Nothing symbolizes the start of summer in our neck of cottage country more than a mattress. And that’s not due to the strange alchemy and hormonal urges that meld dangerously when sand, sun and teenagers mix. No, it’s rather because June 1 is traditionally big garbage day.
This is the one day a year when cottage owners can place just about anything out by the roadside and it will be picked up, either by scavengers who cruise by relentlessly in pickup trucks, or later by sanitation workers. Mattresses lie up and down the street like so many discarded teeth. I once counted 42 of them when the kids and I went for a short bike ride around the block.
This is the time of year mattresses fear the most. Turkeys and pumpkins get nervous as Thanksgiving and Halloween approach in the fall. Hearts start to flutter in February just before Valentine’s Day. But mattresses get scared when the snow disappears and the first blades of grass shoot up from the soil.
That’s when they’re on their best behaviour and keep their tossing and turning to a minimum. I always sleep my soundest in late May. Mattress elders know the day of reckoning is at hand and word goes out across the land. Some unstable mattresses never bounce back from the trauma.

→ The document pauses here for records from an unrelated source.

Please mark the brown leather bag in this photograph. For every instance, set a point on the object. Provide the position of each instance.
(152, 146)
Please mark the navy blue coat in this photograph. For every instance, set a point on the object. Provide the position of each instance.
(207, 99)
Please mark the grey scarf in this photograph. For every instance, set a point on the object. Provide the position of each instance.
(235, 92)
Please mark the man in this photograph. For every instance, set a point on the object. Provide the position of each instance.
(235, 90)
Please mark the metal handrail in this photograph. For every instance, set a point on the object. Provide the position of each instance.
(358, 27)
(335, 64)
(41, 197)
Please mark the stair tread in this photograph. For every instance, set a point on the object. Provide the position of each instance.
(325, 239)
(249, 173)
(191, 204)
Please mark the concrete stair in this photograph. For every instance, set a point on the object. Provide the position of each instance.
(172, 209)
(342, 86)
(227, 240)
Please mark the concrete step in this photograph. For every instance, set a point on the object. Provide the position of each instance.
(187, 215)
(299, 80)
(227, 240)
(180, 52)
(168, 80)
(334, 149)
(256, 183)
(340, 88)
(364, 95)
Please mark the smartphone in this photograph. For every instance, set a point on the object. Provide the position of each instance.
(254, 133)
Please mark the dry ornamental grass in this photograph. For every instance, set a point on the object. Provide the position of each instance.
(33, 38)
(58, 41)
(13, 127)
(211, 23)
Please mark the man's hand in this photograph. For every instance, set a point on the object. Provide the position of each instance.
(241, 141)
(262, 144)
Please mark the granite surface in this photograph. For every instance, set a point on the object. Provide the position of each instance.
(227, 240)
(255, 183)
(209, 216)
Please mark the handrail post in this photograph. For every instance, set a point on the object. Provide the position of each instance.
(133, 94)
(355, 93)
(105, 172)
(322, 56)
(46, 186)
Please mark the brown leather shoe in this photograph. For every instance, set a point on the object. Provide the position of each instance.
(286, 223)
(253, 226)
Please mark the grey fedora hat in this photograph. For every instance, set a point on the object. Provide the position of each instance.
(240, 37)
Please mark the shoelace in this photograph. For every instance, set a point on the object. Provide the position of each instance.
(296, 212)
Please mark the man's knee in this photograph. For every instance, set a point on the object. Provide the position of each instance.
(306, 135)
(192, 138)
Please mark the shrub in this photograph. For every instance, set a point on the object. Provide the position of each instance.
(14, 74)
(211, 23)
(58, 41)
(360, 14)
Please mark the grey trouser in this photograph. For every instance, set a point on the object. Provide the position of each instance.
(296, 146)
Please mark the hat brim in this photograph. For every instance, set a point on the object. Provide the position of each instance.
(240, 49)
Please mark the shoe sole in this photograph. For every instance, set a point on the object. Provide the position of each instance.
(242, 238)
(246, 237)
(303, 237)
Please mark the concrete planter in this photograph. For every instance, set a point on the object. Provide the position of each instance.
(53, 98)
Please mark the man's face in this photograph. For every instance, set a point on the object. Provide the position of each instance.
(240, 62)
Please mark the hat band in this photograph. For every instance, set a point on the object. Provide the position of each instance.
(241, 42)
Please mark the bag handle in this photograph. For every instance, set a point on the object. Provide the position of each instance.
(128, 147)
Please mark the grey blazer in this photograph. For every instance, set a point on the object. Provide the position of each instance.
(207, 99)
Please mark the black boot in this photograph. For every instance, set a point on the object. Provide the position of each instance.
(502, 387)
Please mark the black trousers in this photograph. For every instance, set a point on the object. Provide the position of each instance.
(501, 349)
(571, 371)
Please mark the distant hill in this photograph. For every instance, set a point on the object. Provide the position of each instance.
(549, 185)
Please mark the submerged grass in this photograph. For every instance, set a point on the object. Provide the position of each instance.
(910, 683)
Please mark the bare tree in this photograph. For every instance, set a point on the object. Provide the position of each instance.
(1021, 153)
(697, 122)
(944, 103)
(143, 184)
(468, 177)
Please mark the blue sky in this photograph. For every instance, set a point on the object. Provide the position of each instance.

Which mattresses get marked for this sad moment? There is a mystical creature that inspects all mattresses on a regular basis throughout the year. It does this work under contract, but as a sideline, also has the baby-teeth-recycling account.
We humans can turn in a loose tooth, in good condition, and you get a dollar back. It’s more lucrative than taking beer or wine bottles back to the store. That’s why we know this possibly-androgynous magical being as the tooth fairy. But in mattress land, this beast is referred to in hushed tones as “the posturepedic reaper”.
There are three stages in the life of a mattress. In its formative years, a young coltish mattress has a spring in its flop. As it grows into adulthood, its physique remains firm but forgiving. In old age, its fortunes start to sag.
If you’ve never seen a mattress graveyard, it’s a thing of awesome beauty. Mighty birds, usually seagulls, circle and pirouette in the sky. It is only with alarming disrespect that this location is sometimes referred to as the town dump.
The other items that are most often discarded on big garbage day – plastic chairs, carpet remnants, old skis and anything made of wicker – act as sentinels. They stand on guard and provide companionship as each old mattress makes its silent way, with solemn dignity, into an everlasting afterlife.
Sometimes, you have to step out of your own way and take the time to savor beauty ‒ an elemental truth known by The Seagull Poet of Butter Bay.